Within Visual Studio in the project properties, you can enable debugging of unmanaged code by clicking on the Debug tab and choose that option (Enable unmanaged code debugging). In addition, you can tell the debugger to stop when an exception occurs in you unmanaged code by pressing <ctrl><alt>e (or choosing that option under the Debug menu) to bring up the exceptions dialog.
In the Debug tab, set up unmanaged debugging.
If that doesn't help, it's probably quickest to debug it with WinDbg which should halt execution right on the memory access violation.
Problem is that the violation might be the result of an action that happened far earlier.
There might be better answers but the general route I'd take would be to:
Try and get it to cause the exception on demand. In other words determine what exact conditions cause the error. This might take some time.

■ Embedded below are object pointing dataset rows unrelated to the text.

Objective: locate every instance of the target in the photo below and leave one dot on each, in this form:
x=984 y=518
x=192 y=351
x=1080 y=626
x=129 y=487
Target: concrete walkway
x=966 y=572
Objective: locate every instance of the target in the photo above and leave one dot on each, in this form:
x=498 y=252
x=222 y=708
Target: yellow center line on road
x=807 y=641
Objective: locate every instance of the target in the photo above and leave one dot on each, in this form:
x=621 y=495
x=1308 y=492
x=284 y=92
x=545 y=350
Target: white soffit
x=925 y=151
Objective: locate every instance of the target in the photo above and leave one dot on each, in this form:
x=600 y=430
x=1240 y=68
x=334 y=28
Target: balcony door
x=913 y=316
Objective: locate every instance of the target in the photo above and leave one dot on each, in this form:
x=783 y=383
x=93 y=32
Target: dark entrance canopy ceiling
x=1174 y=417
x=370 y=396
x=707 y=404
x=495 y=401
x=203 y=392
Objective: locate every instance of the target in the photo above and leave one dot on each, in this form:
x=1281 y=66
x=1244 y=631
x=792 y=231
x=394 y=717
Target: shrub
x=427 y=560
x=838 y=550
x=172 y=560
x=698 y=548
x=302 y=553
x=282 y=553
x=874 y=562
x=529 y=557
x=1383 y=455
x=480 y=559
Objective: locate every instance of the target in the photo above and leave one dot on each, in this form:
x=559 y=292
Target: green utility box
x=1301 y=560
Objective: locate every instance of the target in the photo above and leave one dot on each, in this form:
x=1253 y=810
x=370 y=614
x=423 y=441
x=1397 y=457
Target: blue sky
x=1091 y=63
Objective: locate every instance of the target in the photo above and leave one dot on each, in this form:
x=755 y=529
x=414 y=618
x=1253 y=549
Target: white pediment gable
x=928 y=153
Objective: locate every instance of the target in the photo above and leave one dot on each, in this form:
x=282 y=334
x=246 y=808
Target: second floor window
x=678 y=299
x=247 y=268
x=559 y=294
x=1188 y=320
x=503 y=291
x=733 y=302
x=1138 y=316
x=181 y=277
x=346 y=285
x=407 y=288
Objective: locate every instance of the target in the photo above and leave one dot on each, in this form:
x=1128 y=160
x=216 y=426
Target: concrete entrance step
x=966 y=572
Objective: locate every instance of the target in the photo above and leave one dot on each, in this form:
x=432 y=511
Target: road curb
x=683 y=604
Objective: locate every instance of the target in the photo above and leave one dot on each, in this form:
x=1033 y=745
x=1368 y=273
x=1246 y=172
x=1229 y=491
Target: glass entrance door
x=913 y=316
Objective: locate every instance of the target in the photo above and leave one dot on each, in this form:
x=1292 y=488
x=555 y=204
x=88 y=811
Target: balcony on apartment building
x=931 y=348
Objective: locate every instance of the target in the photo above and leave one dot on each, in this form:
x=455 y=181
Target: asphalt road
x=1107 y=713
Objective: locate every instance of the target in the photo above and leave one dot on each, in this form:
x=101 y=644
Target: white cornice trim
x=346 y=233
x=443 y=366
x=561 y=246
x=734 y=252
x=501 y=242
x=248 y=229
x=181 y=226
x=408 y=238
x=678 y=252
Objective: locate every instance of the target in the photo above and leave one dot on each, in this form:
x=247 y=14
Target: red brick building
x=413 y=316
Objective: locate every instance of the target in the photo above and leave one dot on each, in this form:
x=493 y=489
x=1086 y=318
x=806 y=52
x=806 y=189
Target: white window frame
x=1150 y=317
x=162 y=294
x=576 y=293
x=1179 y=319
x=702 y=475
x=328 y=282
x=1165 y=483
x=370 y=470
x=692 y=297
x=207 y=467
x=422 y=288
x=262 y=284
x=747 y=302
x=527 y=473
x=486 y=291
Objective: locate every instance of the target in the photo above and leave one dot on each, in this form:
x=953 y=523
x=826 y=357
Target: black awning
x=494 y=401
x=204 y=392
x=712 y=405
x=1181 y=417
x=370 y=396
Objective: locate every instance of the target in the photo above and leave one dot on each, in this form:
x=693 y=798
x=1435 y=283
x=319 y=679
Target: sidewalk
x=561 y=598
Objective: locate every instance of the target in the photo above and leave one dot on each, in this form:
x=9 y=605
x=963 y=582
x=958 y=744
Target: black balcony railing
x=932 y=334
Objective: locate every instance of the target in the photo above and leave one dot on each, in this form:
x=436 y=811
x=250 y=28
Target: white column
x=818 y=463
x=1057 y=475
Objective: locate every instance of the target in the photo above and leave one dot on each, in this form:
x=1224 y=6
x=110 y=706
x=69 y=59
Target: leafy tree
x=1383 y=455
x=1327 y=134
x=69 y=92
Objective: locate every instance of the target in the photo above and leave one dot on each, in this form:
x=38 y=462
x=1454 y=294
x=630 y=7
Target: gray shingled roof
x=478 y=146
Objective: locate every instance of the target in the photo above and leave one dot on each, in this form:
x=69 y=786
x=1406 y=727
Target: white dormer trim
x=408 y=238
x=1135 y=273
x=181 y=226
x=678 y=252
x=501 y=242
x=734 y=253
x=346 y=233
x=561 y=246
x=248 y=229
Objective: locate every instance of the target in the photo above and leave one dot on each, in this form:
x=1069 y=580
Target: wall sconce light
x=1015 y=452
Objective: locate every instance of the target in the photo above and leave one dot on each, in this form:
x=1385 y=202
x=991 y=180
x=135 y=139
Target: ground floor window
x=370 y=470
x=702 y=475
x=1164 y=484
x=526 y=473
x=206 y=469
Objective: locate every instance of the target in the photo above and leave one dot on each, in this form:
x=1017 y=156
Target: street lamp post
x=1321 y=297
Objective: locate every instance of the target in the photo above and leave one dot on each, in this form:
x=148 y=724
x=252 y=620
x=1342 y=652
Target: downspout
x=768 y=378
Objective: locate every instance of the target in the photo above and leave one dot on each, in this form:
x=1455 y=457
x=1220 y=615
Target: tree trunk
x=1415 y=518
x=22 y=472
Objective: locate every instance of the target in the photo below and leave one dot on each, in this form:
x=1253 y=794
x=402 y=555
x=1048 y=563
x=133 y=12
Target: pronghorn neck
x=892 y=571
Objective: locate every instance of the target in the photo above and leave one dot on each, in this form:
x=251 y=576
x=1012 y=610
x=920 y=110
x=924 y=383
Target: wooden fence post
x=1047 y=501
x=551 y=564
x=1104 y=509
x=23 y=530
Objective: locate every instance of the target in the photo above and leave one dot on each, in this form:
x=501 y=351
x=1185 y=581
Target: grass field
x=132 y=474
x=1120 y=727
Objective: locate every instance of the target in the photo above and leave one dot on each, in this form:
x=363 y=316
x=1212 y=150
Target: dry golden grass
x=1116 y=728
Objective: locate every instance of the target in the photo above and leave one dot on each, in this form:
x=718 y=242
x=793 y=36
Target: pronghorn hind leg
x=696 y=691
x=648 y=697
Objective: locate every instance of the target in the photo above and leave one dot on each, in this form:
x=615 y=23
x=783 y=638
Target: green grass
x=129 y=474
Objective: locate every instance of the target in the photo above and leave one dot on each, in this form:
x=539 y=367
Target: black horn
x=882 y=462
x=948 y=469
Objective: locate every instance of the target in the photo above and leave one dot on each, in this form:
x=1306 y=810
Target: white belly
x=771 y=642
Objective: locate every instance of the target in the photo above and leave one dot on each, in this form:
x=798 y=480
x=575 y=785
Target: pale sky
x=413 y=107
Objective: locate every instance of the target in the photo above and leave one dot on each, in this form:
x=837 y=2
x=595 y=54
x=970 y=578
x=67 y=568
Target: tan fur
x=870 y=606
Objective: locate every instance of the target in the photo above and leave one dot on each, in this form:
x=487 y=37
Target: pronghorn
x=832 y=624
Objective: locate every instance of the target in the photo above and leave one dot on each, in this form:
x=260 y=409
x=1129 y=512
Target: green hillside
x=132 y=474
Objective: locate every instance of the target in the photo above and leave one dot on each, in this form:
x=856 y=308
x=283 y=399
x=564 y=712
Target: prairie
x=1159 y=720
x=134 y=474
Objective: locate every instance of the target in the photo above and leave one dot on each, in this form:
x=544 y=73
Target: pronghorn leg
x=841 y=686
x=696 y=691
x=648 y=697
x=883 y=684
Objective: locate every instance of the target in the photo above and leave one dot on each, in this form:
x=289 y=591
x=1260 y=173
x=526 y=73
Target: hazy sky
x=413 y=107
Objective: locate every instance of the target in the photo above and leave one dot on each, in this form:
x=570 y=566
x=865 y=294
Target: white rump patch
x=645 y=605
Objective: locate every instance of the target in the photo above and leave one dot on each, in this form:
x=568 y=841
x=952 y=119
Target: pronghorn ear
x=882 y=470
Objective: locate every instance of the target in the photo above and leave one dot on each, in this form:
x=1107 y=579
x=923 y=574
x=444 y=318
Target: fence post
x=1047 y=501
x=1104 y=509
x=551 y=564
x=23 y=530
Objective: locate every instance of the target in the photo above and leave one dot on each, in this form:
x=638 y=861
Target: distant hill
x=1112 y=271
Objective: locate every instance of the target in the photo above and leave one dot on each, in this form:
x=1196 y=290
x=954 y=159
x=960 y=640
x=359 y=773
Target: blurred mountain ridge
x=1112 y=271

Try and capture the exception at the point it happens in the C# code. If your lucky then this may at least lead you to the steps needed for repeating the problem in #1.
If I have access to change the dll written in c; add lots of logging. Hopefully you at least have an idea of where this is coming from.
Here is a forum post with some tips:
http://social.msdn.microsoft.com/Forums/en/netfxcompact/thread/69e84750-6636-4656-bbd4-8d3586290af3
Launch your managed code as usual using VS debugger. Now you would need to launch second copy of VS and attach it to the process you're debugging. Select native code for this second debugger instance. Now assuming DLL is already loaded (anything from that DLL already executed) you should be able to set a break point.
Sometimes it helps to show message box in the native DLL so execution would stop at the point you're interested in and you can attach native debugger and continue.